Gülay GÖKTÜRK
Gerçek şu ki, ister bizim yasalarımız ve anayasamız açısından bakın, ister AB Venedik Kriterleri açısından, eğer şimdiye kadar hukuku öne alan bir bakış açısıyla bakılmış olsaydı, HDP’nin çoktan kapatılmış olması gerekirdi.
Yine, hukuk bu kadar siyasallaşmamış olsaydı, HDP’nin birçok milletvekilinin dokunulmazlığı da çoktan kaldırılmış olurdu.
Mesela, sadece 6-8 Ekim Kobani olaylarındaki çağrı bile, Demirtaş’ın dokunulmazlığının kaldırılması ve söz konusu çağrıdan dolayı yargılanması için yeterdi. Ondan sonra yapılan düzinelerce açıklamayı ve teröre fiili destek anlamına gelen eylemleri saymıyorum.
HDP şimdiye kadar kapatılmadıysa, ya da birçok HDP milletvekilinin dokunulmazlığı kaldırılmadıysa, bu hukukun siyasallaşması ya da şöyle diyelim, yargının siyasi mülahazalarla davranması nedeniyle olmadı. Tabii yargı bu siyasi mülahazaları tek başına yapmıyordu.
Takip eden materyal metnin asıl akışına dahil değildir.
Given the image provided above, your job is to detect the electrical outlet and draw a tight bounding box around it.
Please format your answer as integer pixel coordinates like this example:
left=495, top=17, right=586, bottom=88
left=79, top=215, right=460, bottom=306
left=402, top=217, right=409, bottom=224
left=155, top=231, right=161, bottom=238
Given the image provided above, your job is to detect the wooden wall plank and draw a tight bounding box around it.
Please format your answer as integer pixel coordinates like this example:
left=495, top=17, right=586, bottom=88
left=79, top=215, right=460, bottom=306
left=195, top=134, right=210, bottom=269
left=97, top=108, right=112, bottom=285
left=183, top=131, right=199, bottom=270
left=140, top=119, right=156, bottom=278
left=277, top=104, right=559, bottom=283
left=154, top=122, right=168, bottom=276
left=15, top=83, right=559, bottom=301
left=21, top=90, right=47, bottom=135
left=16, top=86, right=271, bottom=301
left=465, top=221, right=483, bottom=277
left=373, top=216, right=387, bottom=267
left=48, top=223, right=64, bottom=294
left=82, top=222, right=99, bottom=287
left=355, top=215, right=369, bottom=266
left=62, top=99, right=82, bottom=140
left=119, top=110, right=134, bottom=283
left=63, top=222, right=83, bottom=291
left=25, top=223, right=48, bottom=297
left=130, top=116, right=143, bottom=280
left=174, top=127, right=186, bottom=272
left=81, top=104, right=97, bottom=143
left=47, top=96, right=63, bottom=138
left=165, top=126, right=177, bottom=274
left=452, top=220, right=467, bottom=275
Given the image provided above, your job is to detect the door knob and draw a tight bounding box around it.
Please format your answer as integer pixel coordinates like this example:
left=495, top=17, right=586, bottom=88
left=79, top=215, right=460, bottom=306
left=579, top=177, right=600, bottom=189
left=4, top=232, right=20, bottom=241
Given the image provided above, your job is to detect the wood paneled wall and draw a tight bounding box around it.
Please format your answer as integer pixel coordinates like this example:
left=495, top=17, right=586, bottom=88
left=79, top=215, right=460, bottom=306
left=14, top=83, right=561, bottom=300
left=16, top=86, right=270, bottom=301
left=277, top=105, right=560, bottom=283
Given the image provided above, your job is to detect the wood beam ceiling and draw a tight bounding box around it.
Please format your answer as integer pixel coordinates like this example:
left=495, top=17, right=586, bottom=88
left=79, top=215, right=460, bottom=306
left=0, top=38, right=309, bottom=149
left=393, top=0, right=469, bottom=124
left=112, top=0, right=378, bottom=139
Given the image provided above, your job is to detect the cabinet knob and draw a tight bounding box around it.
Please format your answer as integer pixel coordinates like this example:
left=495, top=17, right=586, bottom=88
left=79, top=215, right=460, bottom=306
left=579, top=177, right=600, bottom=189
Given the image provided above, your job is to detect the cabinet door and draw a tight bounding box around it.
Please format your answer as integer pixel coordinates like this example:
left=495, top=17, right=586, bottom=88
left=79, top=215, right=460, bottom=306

Siyaset- toplum ve yargı arasında gerçekleşen sessiz bir konsensüstü söz konusu olan... Herkes terörü bitirmeye ve barışı sağlamaya o kadar arzuluydu ki, ona bu kadar yaklaştığımız bir dönemde yasaları “motamot” uygulamanın siyaseten sürece çok zarar vereceği endişesiyle hukukun geçici olarak işletilmemesi noktasında suç ortaklığı yaptı. Yasaların açık ihlalini görmezden gelmeyi, gördüğümüz yerde başımızı çevirmeyi tercih etti. Tıpkı, aynı gerekçelerle, çözüm süreci boyunca Güneydoğu’da PKK’nın silah depoladığının, silahlı milis güçleri oluşturduğunun, bu güçlerle halka baskı yaptığının, kendi mahkemelerini kurduğunun, vergi adı altında zorla para topladığının görmezden-bilmezden gelinmesi gibi... Hiç kuşkusuz niyet iyiydi. Ama iyi niyet, kötü niyetlileri durduramadı. Sonuçta, işler artık çığırından çıkıp görmezden gelinemeyecek noktaya vardığında çok geç kaldığımızı anladık.
Aynı şekilde, HDP’ye gösterilen aşırı toleransın ve bu uğurda yasaları askıya almanın ne çözüm sürecini korumayı ne de bu partiyi meşru parlamenter sistem içinde tutmayı sağlamadığını da tecrübemizle gördük.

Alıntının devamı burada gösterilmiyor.